Ma gli scettici iniziano a farsi sentire. Perché se è vero che il pil è solo una parte del valore, è anche vero che il prezzo è ormai ai limiti dell’assurdo. Che senso ha pagare tre volte di più un dollaro di economia americana rispetto a uno europeo o asiatico? E’ davvero razionale scommettere ancora una volta sull’America quando il resto del mondo – dall’India all’Indonesia, dal Brasile alla Corea – cresce più in fretta, costa meno, e ha molto più margine di sviluppo?

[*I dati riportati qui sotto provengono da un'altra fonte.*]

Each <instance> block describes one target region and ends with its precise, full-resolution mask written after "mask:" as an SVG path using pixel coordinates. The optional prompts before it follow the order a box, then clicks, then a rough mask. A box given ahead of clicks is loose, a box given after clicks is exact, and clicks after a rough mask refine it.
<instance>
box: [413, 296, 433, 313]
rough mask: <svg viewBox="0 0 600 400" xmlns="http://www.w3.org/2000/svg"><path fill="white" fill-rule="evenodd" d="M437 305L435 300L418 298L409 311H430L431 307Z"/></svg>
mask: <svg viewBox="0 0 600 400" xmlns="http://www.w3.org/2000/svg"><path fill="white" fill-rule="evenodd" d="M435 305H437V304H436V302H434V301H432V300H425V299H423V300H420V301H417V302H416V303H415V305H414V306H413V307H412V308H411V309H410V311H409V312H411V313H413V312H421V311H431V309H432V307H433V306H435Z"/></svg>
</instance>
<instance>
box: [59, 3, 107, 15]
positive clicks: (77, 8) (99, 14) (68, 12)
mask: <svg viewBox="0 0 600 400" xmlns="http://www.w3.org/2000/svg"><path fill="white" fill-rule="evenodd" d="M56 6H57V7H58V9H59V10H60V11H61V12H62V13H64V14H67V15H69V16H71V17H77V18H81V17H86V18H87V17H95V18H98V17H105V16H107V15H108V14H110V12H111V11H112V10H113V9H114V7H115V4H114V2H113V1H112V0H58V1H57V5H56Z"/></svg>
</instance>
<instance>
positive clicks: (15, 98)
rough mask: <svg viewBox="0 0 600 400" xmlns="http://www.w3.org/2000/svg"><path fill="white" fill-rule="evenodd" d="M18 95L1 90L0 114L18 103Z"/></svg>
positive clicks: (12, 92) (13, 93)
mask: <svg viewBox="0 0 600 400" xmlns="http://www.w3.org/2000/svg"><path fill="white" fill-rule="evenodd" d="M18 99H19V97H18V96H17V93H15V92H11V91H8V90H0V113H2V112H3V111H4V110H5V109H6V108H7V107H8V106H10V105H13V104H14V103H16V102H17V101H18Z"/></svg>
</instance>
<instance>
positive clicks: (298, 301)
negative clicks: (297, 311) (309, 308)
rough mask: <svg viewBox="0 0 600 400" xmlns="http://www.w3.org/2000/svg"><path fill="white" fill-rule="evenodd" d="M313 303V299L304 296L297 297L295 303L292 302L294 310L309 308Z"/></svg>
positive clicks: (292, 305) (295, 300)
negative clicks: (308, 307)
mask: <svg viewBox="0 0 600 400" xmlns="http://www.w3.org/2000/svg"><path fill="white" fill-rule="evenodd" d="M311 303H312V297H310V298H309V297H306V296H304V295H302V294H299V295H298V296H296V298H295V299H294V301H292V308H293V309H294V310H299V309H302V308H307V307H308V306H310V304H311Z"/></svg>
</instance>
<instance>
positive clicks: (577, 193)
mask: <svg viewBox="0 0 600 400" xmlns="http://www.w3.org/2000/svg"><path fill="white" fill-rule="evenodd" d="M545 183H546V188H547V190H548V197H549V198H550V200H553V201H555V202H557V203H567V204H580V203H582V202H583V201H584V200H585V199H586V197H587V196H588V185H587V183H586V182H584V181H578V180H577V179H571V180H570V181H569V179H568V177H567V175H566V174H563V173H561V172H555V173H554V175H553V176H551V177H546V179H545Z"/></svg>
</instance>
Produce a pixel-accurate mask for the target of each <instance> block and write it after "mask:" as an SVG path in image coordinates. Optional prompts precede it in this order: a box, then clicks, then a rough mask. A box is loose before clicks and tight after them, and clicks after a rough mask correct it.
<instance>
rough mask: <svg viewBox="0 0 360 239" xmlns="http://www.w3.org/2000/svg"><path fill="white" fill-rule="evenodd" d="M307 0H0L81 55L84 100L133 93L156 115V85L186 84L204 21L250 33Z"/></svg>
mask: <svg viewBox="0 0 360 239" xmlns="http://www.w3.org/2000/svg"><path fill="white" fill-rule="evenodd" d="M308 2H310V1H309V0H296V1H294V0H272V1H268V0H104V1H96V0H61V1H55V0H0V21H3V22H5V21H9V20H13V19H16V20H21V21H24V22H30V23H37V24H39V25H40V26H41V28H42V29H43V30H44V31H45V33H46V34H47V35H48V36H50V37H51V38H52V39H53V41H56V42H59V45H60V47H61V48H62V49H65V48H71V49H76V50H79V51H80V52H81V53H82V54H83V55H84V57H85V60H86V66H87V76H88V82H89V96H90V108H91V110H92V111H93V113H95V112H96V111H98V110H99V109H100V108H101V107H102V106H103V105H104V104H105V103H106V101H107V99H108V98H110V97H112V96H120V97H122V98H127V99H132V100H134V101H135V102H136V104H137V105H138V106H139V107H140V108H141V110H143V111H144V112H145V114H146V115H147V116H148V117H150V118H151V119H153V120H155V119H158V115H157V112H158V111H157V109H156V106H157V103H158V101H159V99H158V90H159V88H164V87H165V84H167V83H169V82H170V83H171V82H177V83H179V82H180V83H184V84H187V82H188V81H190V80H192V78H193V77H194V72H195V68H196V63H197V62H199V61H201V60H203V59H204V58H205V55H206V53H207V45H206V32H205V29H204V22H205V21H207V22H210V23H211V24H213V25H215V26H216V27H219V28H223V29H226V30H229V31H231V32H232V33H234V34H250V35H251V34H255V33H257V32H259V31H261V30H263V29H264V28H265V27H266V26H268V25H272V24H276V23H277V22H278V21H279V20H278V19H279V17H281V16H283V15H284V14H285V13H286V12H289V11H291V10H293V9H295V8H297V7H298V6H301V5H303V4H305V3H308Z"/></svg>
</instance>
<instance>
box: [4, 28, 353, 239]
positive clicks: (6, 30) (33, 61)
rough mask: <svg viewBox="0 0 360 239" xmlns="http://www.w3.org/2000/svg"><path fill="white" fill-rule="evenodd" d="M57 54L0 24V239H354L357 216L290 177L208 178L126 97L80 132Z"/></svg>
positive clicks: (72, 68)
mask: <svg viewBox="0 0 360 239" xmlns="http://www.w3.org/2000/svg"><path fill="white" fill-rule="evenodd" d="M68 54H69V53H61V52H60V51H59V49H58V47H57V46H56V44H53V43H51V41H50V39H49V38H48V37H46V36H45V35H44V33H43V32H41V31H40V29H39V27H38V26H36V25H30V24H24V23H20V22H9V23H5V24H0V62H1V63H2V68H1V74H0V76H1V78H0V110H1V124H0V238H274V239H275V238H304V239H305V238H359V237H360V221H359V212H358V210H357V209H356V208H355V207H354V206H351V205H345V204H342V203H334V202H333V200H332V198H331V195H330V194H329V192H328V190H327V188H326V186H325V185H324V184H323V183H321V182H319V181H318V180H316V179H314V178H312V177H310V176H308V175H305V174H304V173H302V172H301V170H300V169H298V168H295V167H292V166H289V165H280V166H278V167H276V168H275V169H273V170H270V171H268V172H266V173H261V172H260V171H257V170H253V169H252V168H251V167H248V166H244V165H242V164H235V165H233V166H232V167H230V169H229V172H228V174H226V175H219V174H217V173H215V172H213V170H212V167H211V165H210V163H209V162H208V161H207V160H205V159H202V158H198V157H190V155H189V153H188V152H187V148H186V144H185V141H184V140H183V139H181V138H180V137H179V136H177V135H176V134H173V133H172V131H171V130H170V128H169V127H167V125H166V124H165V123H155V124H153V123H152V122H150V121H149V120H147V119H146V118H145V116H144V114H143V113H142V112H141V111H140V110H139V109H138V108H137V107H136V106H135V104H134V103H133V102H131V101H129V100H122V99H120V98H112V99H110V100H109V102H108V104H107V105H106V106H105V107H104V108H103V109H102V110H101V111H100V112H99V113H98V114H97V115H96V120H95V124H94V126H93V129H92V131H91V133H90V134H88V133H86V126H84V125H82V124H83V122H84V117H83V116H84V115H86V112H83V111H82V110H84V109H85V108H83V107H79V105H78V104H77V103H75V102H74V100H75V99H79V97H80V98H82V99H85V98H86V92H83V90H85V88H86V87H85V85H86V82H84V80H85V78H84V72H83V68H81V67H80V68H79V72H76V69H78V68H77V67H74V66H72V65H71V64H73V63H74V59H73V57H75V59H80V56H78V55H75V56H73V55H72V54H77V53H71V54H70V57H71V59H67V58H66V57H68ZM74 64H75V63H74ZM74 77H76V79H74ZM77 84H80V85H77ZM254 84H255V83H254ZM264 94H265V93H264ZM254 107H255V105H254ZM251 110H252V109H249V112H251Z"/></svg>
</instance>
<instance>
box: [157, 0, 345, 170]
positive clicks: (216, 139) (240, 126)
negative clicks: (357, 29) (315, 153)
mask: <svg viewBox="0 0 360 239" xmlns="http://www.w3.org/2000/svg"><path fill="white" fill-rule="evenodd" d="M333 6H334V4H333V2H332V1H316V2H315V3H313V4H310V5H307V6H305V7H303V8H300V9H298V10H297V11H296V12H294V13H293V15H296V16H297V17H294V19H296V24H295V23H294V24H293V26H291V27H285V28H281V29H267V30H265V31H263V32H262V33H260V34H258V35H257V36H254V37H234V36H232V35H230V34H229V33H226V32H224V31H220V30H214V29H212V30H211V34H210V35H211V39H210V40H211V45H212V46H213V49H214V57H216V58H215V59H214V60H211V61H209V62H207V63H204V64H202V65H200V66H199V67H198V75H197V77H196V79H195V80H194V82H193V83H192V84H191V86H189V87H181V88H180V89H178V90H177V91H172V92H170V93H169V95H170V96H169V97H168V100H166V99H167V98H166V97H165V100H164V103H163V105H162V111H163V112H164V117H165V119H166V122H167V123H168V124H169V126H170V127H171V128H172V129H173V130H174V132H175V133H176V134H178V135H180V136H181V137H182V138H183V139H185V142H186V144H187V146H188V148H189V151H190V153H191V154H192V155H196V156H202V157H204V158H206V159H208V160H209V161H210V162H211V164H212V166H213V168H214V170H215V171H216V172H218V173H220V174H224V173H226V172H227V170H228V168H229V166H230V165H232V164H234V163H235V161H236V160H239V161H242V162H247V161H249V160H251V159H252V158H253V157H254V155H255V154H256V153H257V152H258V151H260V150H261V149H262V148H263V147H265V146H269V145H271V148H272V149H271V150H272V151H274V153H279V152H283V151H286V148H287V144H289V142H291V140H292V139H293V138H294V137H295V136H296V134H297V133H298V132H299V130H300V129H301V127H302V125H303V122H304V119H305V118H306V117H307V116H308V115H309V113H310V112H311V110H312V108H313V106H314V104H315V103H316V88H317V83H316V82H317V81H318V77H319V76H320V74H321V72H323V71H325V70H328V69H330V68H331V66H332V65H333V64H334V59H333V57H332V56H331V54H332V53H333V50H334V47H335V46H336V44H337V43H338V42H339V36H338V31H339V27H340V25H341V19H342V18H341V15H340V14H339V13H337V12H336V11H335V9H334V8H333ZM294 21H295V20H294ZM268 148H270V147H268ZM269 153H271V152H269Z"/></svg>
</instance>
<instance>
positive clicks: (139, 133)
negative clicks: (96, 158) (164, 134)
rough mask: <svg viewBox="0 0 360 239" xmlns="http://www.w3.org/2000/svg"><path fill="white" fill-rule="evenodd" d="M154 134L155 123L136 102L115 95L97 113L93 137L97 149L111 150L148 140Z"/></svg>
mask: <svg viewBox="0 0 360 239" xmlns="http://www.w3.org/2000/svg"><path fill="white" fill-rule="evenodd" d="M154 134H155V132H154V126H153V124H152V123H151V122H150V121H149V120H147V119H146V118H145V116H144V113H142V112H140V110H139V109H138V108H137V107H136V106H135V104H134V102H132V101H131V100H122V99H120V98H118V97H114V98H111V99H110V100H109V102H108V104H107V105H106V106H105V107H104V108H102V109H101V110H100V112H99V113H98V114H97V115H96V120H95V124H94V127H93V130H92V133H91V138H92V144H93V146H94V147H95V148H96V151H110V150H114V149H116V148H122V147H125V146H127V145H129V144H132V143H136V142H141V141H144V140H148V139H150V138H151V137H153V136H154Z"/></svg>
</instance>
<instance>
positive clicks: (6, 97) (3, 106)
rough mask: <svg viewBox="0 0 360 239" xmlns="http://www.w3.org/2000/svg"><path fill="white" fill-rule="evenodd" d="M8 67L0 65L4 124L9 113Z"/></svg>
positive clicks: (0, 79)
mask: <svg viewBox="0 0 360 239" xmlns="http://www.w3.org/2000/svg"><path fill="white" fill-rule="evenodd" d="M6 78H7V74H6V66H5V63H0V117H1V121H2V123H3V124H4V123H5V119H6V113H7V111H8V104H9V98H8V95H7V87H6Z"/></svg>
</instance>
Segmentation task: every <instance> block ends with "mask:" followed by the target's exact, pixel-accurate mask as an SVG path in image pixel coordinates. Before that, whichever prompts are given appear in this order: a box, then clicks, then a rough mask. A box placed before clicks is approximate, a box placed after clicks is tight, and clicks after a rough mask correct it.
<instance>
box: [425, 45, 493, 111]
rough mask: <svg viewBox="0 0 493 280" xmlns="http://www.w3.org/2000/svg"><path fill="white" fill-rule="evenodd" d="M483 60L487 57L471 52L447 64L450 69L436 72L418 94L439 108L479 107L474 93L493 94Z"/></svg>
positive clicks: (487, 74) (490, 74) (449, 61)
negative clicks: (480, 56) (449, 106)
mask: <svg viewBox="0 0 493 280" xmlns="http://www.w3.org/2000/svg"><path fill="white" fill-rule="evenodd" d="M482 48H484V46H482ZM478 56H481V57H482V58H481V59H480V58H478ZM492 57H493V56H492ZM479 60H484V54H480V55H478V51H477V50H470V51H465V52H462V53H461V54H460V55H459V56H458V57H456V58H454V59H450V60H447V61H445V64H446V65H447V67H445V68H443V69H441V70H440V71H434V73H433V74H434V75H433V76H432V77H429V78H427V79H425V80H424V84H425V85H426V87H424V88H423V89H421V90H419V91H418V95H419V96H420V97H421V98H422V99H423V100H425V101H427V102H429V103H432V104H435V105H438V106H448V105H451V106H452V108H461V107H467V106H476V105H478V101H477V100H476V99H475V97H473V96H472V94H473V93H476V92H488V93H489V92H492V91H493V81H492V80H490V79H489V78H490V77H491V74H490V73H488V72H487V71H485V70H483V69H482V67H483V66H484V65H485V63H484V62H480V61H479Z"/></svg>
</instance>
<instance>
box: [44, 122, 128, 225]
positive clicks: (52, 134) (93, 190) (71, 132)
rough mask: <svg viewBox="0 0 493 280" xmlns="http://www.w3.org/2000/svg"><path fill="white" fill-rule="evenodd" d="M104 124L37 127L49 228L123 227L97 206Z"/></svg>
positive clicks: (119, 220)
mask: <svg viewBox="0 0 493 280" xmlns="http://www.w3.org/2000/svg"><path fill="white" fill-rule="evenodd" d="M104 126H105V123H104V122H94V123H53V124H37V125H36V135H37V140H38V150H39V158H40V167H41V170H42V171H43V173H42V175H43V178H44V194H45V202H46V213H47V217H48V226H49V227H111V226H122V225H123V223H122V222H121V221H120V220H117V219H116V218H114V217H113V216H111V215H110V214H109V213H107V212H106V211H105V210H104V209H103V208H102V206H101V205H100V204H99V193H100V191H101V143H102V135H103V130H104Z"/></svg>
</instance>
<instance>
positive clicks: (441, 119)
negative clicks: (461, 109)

E cosa succede se gli Stati Uniti si impantanano nella politica dei dazi, nel protezionismo finanziario, nel caos normativo interno? La verità è che nessun’altra grande potenza ha un prezzo così distante dal suo valore reale. E che, quando i tassi erano zero, questa distorsione sembrava sostenibile. Ma con un mondo a interessi più alti e crescita più bassa, anche gli investitori più affezionati all’American exceptionalism iniziano a chiedersi: e se fossimo alla fine di un ciclo?

Il punto, allora, non è se l’America meriti ancora di essere la più cara. Ma se chi la compra oggi sarà felice del suo rendimento domani. Perché il rischio non è che il mondo diventi meno americano. E’  che il premio per esserlo diventi, semplicemente, troppo costoso.